Gelöst 22. May 2019, 12:51 Uhr EDT

Incident Summary

Incident: 5 minute outage due to a RAID storage failure
Incident Date: 2019-05-19 21:21 - 21:26 EDT
Affected Services: All

Incident Description

There was a 5 minute outage caused by a drive failure on our primary database server. The issue manifested itself in a way that prevented our high availability database cluster from self-healing. No data or transactions were lost during this incident. No funding events were impacted by this incident.

Client Impact

Our gateway and portals would have been unavailable for approximately 5 minutes. Approximately 3000 transactions and 1000 merchants are expected to have been impacted, based on run-rates from the prior week.

Timeline

21:21: Drive failure occurs on our primary database server; gateways and portals are automatically taken offline
21:22: SEV-1 incident is raised to our on-call team
21:25: Server is forced offline
21:26: Service is restored

Resolution

The server was manually forced offline, which allowed our database cluster to self-heal by failing over to another healthy node. The drive causing the issue on the primary node was replaced.

Next Steps

We are replacing the drives in our database servers with new SSDs.
We have opened a support case with Microsoft to understand why the RAID array did not ignore the faulty drive.
The database servers are slated for a refresh in late Q2/early Q3 as part of our initiative to upgrade to SQL Server 2017.
We have ordered hardware RAID controllers for our new database servers, to replace our software RAID controllers.

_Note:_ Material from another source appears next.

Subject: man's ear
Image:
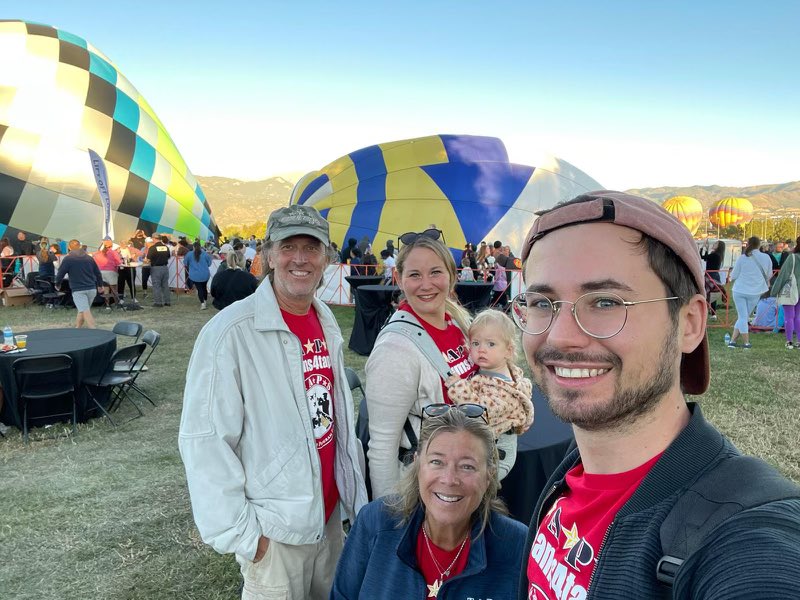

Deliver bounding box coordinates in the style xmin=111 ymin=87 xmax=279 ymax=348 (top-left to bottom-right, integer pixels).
xmin=680 ymin=294 xmax=708 ymax=354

Aktualisiert 19. May 2019, 21:44 Uhr EDT

We experienced approximately 5 minutes of downtime due to a storage failure and may need to perform additional maintenance during Monday morning’s maintenance window (0430 EDT). We will provide a postmortem within 2 days.

Gelöst 19. May 2019, 21:30 Uhr EDT

The Gateway issue is resolved and service has been fully restored. We will provide a postmortem / incident report within 2 business days.

Bewertet 19. May 2019, 21:25 Uhr EDT

We have confirmed that the Gateway service is currently experiencing widespread disruptions at this time. Our network operations center is investigating the issue and will update this incident with additional information as it becomes available.

We will provide regular updates until the situation is corrected.